Diving In And Going With The Flow

Ever since he was suddenly called to duty as a rookie field general, Iowa's quarterback has learned to adjust

FOR JAMES VANDENBERG, THE MEMORY REMAINS CLEAR. IT WAS NOV. 14, 2009, AND THE then redshirt freshman was preparing to make his first start. He was understandably nervous. He had completed just 11 career passes, and the stakes were enormous: No. 15 Iowa was about to play No. 10 Ohio State in Columbus. The winner would earn at least a share of the Big Ten title and a trip to the Rose Bowl. A week earlier, against Northwestern, the Hawkeyes had not only watched their undefeated record slip away but also lost their starting quarterback, Ricky Stanzi, to an ankle injury. Now the pressure was on.

Vandenberg played valiantly, completing 20 of 33 for 233 yards and two touchdowns, including a 10-yard fade to Marvin McNutt to tie the score late in the fourth quarter. And although Iowa went on to lose 27--24 in an overtime heartbreaker, a leader was born.

"That's the first time I really understood what a game week was like," recalls Vandenberg. "The one thing I remember was a lot of the veteran players having my back."

Nearly three years later the situation is flipped. Vandenberg, a human physiology major, is now a senior, and the rest of the offense is raw. And for the Hawkeyes to compete, Vandenberg again has to lead the charge.

"I need to be an even bigger leader than I was before," he says. "As you get older, you start to feel that urgency more."

His task won't be easy. The Hawkeyes have lost both McNutt, the program's alltime leader in receiving touchdowns and yards, and Marcus Coker, their troubled but talented running back, who transferred to Stony Brook last January after various disciplinary run-ins. Vandenberg will be expected to mentor underclassmen while bettering his 2011 totals of 3,022 passing yards and 25 touchdowns.

He'll also have to do it while learning an unfamiliar playbook. Longtime Texas assistant Greg Davis takes over as offensive coordinator, bringing with him a new set of strategies and schemes.

"It's been a challenge, and I wouldn't consider it a simple system by any means," says Vandenberg. "But I think we've caught on rather quickly. We've all been really sparked by his enthusiasm for the game."
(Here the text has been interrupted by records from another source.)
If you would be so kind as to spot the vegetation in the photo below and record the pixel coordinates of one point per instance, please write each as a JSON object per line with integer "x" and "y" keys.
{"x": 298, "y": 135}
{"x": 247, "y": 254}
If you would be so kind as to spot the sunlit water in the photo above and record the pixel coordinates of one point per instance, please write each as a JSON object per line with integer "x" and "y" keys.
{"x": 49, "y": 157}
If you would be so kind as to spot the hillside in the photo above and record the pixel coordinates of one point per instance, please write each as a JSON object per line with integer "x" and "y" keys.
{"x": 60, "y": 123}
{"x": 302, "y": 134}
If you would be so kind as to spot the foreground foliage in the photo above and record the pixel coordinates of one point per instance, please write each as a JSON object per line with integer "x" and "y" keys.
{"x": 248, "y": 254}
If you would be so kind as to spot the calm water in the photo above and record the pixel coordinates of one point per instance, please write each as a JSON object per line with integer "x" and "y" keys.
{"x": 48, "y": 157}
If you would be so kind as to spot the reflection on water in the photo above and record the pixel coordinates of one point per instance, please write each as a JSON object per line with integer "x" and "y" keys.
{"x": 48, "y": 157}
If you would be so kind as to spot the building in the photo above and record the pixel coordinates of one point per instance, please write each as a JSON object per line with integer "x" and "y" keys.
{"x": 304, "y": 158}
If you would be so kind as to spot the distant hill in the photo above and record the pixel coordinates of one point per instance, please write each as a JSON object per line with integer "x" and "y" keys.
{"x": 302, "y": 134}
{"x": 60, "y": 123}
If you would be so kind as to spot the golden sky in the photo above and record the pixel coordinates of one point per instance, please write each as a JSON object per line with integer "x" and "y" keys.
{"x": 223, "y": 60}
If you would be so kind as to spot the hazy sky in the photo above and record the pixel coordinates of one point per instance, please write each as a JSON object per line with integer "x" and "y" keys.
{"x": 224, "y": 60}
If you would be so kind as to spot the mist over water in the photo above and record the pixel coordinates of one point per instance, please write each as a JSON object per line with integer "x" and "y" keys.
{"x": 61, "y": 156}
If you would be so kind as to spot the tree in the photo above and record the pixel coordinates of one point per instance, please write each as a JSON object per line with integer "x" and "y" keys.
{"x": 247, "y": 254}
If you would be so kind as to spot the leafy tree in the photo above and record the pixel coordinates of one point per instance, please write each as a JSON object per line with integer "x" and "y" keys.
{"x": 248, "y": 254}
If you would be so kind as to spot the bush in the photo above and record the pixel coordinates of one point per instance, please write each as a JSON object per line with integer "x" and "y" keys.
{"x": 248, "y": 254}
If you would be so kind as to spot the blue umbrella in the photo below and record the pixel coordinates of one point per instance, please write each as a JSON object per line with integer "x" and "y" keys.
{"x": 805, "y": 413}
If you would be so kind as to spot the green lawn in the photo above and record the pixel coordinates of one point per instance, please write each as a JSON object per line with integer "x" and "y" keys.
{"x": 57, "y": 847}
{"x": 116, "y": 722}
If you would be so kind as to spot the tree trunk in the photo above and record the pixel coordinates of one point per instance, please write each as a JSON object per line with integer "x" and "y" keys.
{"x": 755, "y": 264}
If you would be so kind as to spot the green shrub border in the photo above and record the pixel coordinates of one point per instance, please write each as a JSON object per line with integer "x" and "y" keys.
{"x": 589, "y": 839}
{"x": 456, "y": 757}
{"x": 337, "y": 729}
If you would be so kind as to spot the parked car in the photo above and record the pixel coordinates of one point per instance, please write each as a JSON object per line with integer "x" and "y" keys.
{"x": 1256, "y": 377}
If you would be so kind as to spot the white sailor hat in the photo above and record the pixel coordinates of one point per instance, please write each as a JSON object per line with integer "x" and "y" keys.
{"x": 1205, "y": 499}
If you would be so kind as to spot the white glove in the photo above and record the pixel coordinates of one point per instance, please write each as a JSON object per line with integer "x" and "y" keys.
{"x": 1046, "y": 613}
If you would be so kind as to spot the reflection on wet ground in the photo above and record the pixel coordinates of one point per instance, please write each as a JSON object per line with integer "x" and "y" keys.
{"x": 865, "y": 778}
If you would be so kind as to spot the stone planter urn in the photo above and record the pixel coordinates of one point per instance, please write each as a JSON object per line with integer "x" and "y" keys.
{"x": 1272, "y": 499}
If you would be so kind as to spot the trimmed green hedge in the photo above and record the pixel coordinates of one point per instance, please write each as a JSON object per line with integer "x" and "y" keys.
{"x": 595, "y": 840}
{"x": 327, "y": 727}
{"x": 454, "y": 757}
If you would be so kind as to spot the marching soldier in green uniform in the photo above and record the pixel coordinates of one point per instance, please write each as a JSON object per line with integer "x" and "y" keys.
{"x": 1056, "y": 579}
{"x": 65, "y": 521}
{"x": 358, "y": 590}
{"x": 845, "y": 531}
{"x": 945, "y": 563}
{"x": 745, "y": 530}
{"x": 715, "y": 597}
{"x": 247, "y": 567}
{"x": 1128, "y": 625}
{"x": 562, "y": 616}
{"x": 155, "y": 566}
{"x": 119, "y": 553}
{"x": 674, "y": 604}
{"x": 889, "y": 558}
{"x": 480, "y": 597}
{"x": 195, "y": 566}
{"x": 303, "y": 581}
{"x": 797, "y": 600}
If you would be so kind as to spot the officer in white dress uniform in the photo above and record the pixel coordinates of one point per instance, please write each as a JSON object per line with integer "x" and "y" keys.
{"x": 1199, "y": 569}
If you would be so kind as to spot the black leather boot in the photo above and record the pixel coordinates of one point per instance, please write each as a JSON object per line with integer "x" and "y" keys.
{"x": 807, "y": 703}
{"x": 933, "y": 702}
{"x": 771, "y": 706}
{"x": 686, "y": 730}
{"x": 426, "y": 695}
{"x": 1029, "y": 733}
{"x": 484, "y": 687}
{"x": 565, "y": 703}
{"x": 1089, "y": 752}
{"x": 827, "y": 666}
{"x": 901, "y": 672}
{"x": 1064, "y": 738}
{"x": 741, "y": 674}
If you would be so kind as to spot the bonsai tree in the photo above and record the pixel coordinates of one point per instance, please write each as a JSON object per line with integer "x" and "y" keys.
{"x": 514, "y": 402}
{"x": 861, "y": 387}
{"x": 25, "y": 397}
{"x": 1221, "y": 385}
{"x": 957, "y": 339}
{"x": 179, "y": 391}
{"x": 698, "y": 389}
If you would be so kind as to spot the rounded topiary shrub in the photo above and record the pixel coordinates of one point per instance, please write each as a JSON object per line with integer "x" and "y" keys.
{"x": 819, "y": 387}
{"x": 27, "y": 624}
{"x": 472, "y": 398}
Vandenberg arrived on campus the summer before his freshman year at a lanky 6' 3" and 195 pounds. Despite throwing for 7,701 career yards and setting an Iowa state high school record with 93 career passing touchdowns at Keokuk High, less than 100 miles from Iowa City, he wasn't sure how he'd fit in at the collegiate level. That's when Pat Angerer, a returning linebacker, approached him at a workout.

"He just pushed me [to] the ground and said, 'You wanna go to the pool, you big sissy?' " says Vandenberg, now a heftier 212 pounds. "I vividly remember thinking, It's gonna be a great year."